Lieber Gustav. Ich rufe 9. Sie rufen 9 u. 18 (Zeilen.) Ich halte sie und rufe noch drüber – als Poker-Kiebitz
verstehn Sie ja das. Den Empfang Ihres freundlichen Neides bestätige ich mit herzlichem
Dank; ich wollte von andern so liebenswürdig geschätzt als von Ihnen beneidet sein.
Im übrigen liegt mancher Anlaß vor, mich zu beneiden; – wenigstens für die abgelaufenen
vier Wochen; da ich nichts verschreien will. Sie sind ein flüchtiger Leser der
Zeit und haben wohl die
Entrefilets gelesen, die in den letzten Nummern über
Paris darin zu lesen waren; sie stammen aus der Feder des Herrn
Graf und ich weiß nicht, ob Sie von
Wien aus die ganze Läpperei dieser Notizen beurtheilen können. Allerdings ist es auch
der Mühe werth hieherzukommen um
Paris nur miszuverstehen; und auch hier gibt es eine hoffnungsvolle Jugend, welche bemüht
scheint, das Wesen ihrer Heimat zu fälschen und das Leben zu misdeuten. Man hat sie
mir neulich bei Gelegenheit einer Theateraufführg im »
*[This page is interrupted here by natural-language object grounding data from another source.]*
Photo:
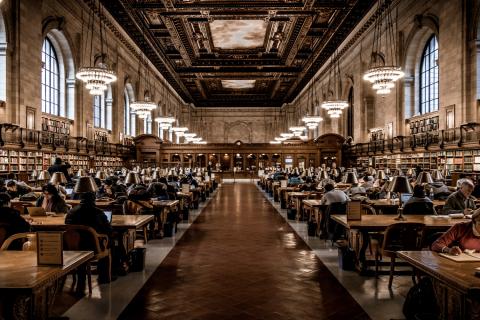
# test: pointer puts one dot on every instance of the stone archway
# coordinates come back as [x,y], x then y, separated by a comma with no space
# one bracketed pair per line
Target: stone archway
[238,130]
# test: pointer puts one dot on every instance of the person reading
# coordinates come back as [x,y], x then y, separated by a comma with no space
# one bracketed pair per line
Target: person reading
[460,237]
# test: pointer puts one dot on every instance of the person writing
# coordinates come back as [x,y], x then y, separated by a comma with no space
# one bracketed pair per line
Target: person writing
[461,200]
[51,201]
[462,236]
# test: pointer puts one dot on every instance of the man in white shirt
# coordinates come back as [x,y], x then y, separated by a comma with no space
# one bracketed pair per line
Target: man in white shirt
[333,195]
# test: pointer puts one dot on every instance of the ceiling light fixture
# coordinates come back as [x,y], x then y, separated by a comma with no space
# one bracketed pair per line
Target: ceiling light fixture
[383,72]
[96,78]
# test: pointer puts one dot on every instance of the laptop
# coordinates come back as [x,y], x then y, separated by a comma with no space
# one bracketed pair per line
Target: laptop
[36,212]
[405,197]
[108,214]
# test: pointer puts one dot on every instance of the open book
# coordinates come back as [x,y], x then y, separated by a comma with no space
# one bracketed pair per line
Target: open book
[463,257]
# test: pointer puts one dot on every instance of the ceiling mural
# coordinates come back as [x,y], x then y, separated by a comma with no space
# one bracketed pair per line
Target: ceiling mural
[244,53]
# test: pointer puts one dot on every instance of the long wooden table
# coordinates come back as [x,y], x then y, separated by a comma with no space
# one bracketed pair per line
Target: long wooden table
[27,290]
[376,223]
[124,226]
[456,288]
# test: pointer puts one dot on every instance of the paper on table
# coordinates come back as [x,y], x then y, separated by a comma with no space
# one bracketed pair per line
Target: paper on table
[463,257]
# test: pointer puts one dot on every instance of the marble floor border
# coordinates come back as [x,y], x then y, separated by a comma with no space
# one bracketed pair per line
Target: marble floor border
[109,300]
[372,294]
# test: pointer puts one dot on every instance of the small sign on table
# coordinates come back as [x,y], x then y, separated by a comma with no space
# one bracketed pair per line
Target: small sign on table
[49,248]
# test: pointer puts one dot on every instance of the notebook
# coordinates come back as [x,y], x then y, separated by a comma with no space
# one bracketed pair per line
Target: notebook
[36,212]
[405,197]
[108,214]
[463,257]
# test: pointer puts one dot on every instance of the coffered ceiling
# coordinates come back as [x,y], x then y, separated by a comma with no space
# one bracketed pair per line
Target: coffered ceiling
[243,53]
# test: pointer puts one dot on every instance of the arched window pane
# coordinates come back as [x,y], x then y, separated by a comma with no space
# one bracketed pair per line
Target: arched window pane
[98,111]
[50,79]
[429,77]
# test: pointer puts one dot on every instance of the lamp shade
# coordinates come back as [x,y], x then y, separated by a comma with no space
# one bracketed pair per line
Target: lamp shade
[58,178]
[82,173]
[44,175]
[381,175]
[34,174]
[351,178]
[437,175]
[85,184]
[400,184]
[424,177]
[446,173]
[411,172]
[132,178]
[323,175]
[398,172]
[101,175]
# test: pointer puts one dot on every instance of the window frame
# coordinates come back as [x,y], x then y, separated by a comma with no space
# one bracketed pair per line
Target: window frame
[49,105]
[429,77]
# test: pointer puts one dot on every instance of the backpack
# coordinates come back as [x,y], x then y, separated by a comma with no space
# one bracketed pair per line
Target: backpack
[421,299]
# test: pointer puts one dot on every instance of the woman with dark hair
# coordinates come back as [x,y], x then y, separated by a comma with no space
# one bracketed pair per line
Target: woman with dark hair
[51,200]
[419,203]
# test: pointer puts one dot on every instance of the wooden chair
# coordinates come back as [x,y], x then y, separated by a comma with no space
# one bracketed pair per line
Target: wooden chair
[83,238]
[28,240]
[402,236]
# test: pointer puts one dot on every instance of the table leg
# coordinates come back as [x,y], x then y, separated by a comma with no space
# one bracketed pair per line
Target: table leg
[362,266]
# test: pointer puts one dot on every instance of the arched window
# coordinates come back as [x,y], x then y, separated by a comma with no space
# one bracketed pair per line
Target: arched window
[102,110]
[50,79]
[99,111]
[129,117]
[429,77]
[147,124]
[350,114]
[58,76]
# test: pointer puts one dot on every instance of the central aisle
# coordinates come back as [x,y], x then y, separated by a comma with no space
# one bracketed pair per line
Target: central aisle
[241,260]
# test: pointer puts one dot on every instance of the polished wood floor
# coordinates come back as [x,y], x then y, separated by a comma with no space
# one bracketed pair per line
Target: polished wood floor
[241,260]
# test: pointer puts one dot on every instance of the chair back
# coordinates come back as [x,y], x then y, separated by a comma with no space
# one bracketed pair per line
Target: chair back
[25,241]
[403,236]
[368,210]
[425,208]
[3,232]
[81,238]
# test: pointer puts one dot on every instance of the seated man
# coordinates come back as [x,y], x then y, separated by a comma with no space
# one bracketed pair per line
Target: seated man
[461,236]
[419,203]
[333,195]
[11,217]
[87,214]
[356,189]
[461,200]
[51,200]
[15,190]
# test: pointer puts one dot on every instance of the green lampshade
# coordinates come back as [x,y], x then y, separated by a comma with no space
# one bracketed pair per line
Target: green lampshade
[85,184]
[424,177]
[351,178]
[400,184]
[44,175]
[437,175]
[58,178]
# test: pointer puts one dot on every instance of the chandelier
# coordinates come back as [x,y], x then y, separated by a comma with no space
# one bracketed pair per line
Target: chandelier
[165,122]
[297,131]
[96,78]
[286,135]
[334,107]
[143,108]
[383,74]
[311,122]
[179,131]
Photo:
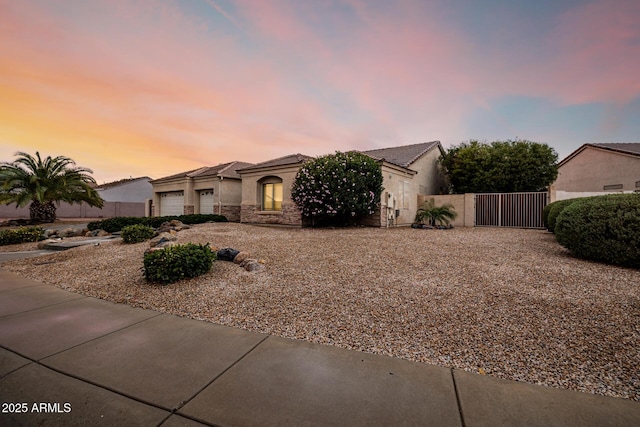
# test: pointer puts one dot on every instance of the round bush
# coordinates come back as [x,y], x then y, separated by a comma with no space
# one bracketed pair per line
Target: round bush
[602,228]
[338,187]
[137,233]
[554,210]
[20,235]
[178,262]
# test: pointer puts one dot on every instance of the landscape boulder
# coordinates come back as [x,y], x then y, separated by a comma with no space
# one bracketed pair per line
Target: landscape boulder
[241,256]
[227,254]
[43,243]
[252,265]
[162,238]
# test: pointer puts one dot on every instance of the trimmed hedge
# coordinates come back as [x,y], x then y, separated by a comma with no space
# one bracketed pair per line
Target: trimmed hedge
[20,235]
[554,210]
[118,223]
[178,262]
[602,228]
[137,233]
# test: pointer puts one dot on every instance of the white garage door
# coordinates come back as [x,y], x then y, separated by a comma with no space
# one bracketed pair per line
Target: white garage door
[206,202]
[172,203]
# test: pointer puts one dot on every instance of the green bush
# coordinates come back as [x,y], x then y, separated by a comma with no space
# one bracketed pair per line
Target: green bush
[20,235]
[602,228]
[554,210]
[178,262]
[338,188]
[118,223]
[137,233]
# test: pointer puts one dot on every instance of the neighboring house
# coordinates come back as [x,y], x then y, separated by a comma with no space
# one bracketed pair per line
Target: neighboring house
[407,171]
[595,169]
[208,190]
[127,190]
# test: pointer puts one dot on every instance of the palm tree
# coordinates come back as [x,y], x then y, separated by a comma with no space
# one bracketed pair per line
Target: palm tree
[43,182]
[441,214]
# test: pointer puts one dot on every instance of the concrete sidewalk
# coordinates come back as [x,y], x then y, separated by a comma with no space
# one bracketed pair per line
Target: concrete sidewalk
[75,360]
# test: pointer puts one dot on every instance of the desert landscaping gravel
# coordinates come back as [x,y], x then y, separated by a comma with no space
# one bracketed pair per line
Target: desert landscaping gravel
[504,302]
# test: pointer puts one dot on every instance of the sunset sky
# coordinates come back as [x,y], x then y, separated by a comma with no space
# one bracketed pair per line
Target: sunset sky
[134,88]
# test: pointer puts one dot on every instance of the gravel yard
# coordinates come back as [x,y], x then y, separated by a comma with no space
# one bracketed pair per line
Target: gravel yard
[506,302]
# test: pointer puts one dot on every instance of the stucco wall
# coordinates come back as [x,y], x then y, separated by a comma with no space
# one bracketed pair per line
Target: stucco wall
[227,194]
[135,191]
[65,210]
[251,197]
[593,168]
[427,180]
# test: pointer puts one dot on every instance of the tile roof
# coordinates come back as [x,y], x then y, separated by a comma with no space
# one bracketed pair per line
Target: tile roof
[291,159]
[403,155]
[226,170]
[626,148]
[119,182]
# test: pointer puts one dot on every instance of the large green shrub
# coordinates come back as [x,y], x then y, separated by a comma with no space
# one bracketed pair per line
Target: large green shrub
[118,223]
[603,228]
[20,235]
[338,188]
[178,262]
[554,210]
[137,233]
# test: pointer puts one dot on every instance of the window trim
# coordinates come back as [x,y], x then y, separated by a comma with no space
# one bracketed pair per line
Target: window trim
[274,196]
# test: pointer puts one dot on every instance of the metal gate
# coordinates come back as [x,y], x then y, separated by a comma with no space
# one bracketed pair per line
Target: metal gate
[519,210]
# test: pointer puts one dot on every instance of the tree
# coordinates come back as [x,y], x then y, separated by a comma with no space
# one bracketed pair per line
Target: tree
[499,167]
[42,183]
[338,188]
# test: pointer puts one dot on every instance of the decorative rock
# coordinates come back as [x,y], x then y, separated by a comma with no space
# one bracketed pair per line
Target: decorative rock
[67,232]
[43,243]
[254,267]
[161,238]
[163,244]
[241,257]
[226,254]
[164,227]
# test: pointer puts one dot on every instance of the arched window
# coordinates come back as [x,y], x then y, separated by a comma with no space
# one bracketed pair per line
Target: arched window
[271,190]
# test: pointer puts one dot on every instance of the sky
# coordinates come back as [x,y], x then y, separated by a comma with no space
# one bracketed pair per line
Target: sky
[152,88]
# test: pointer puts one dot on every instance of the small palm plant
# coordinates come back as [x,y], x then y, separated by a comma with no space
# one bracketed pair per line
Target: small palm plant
[42,183]
[440,214]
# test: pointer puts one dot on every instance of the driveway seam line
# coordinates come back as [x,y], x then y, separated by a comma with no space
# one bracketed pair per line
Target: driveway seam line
[455,389]
[101,336]
[84,380]
[184,402]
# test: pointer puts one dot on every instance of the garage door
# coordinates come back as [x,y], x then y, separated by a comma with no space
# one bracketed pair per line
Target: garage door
[206,202]
[172,203]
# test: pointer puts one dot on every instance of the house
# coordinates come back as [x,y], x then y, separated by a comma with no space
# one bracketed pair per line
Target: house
[125,197]
[407,171]
[207,190]
[137,190]
[595,169]
[266,191]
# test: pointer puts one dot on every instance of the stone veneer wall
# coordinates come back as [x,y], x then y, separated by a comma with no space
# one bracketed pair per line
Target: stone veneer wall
[289,215]
[232,212]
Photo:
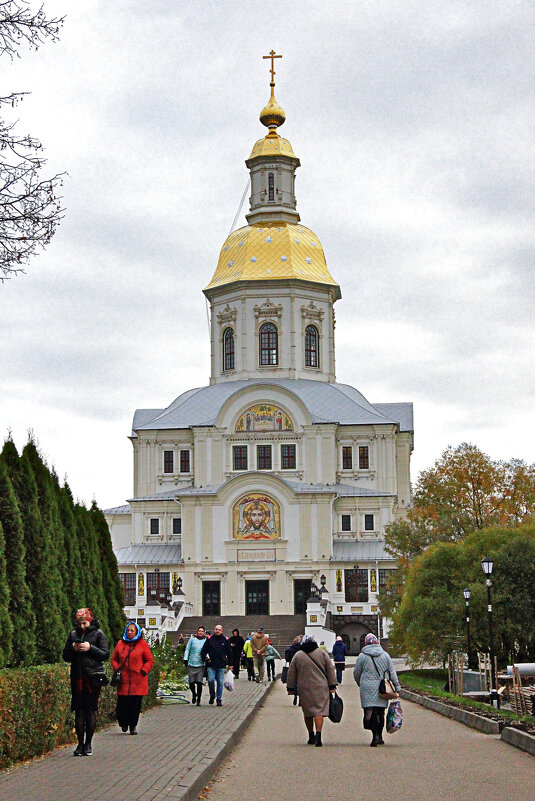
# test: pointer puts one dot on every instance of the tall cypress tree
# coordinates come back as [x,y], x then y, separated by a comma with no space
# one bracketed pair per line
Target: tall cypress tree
[20,602]
[73,566]
[6,626]
[54,620]
[113,588]
[91,582]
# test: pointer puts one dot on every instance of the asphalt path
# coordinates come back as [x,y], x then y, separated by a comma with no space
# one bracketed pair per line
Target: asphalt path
[431,758]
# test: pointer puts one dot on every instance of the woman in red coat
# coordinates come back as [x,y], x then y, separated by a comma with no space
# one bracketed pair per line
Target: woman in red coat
[133,657]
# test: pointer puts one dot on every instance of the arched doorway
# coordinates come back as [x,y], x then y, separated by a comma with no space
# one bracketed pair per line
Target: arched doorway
[353,635]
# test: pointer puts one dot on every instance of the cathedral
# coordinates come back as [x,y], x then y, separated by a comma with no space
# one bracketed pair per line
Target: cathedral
[252,492]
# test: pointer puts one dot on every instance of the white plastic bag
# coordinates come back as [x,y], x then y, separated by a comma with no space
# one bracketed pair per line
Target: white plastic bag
[228,681]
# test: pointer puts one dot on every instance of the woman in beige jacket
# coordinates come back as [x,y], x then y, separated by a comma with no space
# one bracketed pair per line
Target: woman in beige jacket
[311,674]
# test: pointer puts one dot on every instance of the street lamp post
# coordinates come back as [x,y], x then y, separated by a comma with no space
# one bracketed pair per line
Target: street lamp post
[487,564]
[467,594]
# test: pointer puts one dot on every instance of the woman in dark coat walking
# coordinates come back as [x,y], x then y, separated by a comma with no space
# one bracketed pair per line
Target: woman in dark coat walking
[86,649]
[133,657]
[371,665]
[236,643]
[311,674]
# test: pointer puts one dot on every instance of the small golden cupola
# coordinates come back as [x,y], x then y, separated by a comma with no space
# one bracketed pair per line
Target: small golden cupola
[274,245]
[272,165]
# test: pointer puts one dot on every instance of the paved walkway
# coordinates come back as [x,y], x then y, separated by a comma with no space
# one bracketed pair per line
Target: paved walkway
[178,746]
[171,759]
[430,759]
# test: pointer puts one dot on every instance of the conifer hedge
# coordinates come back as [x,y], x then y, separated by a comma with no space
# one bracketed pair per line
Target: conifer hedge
[55,557]
[35,706]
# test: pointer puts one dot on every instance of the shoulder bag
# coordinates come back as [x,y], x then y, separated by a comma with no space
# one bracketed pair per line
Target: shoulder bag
[336,705]
[386,685]
[116,675]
Œuvre« gezeigt. Ich habe Herrn.
Mauclair gesehn; zugleich Herrn
La Jeunesse, der den erstgenannten bei der vorletzten
œuvre-Vorstellg geohrfeigt hat und, wie man sich erzählt, daraufhinarbeitet, Kaiser von
Frankreich zu werden. Er beginnt damit, Feuilletons zu schreiben und mystische Medaillen zu
vertheilen. Ich habe zahlreiche andre Jünglinge mit praeraphaelitischen Fräuleins
gesehn, die in den Couloirs herumgespensterten. Leider hab ich auch ein Stück gesehen,
war aber nur den zwei ersten Akten gewachsen. Im ersten jammert ein Schwindsüchtiger,
daß er schwindsüchtig und complicirt ist (Oh ma mère que je suis compliqué) und eine
Blinde, daß sie blind ist; im zweiten kommen die Blinde und der Schwindsüchtige mit
verbundnen Handgelenken herein: es ist eine Transfusion gemacht worden und der Schwindsüchtige
wird gesund. Und die Blinde, welche noch im ersten Akt die Geliebte des Bruders des
Schwindsüchtigen war, wird die Frau des Schwindsüchtigen. Man glaubt eben nicht, was
die Transfusion für ein Wundermittel ist! Dann kommen noch zwei Akte, die ich nicht
mehr gesehn habe und das ganze heißt: »
Ton sang«. –
– Sehr interessant waren mir die drei Haupterfolge der Saison,
Douloureuse,
Carrière,
Snob – hauptsächlich wegen der Familienähnlichkeit der drei Stücke. In allen dreien könnten
vor allem die Titel gewechselt werden, ohne daß es ein Mensch merkt; ja ich hatte
sogar den Eindruck, sie würden dann besser zu den Stücken passen. Alle drei sind keine
Stücke; in allen dreien ereignet sich das wichtige zwischen dem vorletzten u. letzten
Akt – u. wir müssen einfach dran glauben; in allen dreien ist der letzte Akt eigentlich
nichts als ein sentimentaler Dialog der zwei Hauptpersonen, welche eingesehen haben
daß u. s. w. – Aber gespielt wird – zum Entzücken.
– Ihre Ansicht über
Reicher scheint mir die richtige zu sein; ich habe seine Größe nie begriffen, obwohl er,
wie Sie wohl in der
Zeit gelesen haben, »
für mich eingestanden ist, als die guten Wiener noch über mich lächelten.«
Ich bleibe noch etwa 14 Tage hier, dann geh ich nach
London, und bin wohl in den letzten Maitagen in
Wien. Sollte ich nicht auch Sie als Radfahrer wiederfinden? –
Leben Sie wohl und seien Sie herzlich gegrüßt!